I know “tax the robots” sounds like something from a 2017 panel discussion where “future of work” was the latest buzz.
But in the short term (next 10 years), I’m struggling to see how we get through the transition without some mechanism that keeps people buying while companies automate.
Because if we don’t recycle the gains somehow, the logic gets ugly.
Firms cut labour to protect margin. Workers lose income. Demand falls. Firms see weaker demand and cut more. Competitors automate harder. Prices drop. Margins compress. More people are removed from the system.
Round and round it goes until everyone is very efficient and strangely broke.
At Collab365, we’re making the same bet lots of small businesses are making.

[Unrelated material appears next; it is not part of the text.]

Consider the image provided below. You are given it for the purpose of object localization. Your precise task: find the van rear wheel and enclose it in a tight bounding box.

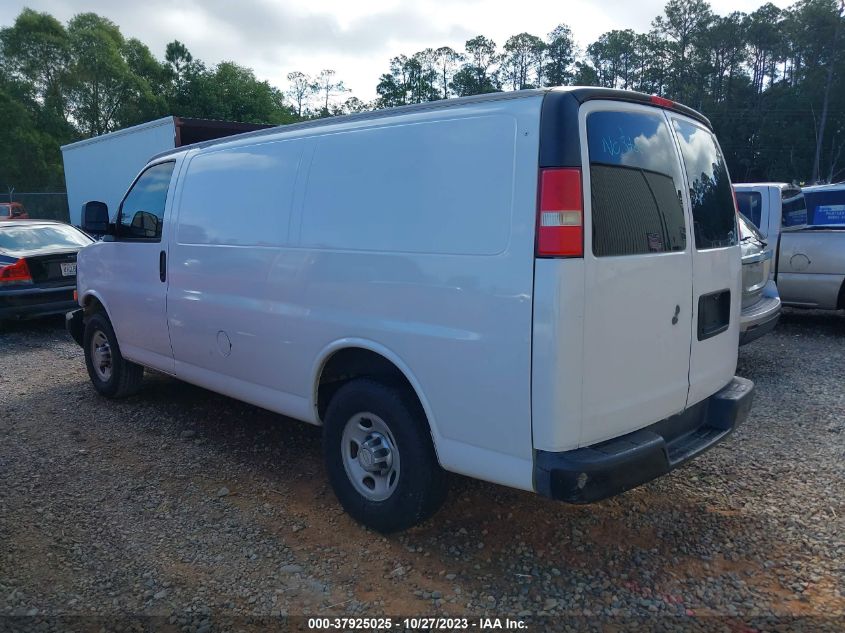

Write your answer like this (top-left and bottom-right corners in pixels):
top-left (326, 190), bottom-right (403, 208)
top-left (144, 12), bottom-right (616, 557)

Stay lean. Use AI properly. Keep humans in the loop. Build something useful before the ground moves again.
But I can’t pretend it doesn't feel awkward to me and Helen.
AI is helping us survive.
The same pattern, multiplied across the economy, could damage the demand we all need to survive.
That is the bit I cannot shake.
The transition question is not just:
“How do we help companies adopt AI?”
It is:
“How do we keep enough people earning, spending and moving forward while they do?”
Because if every business treats people only as costs to be removed, eventually the spreadsheet runs out of customers.
So here’s the question I keep chewing on:
If your competitor halves their headcount next year and undercuts you by 40%, what do you do?
And if everyone does the same thing, who is left with enough money to buy what any of you sells?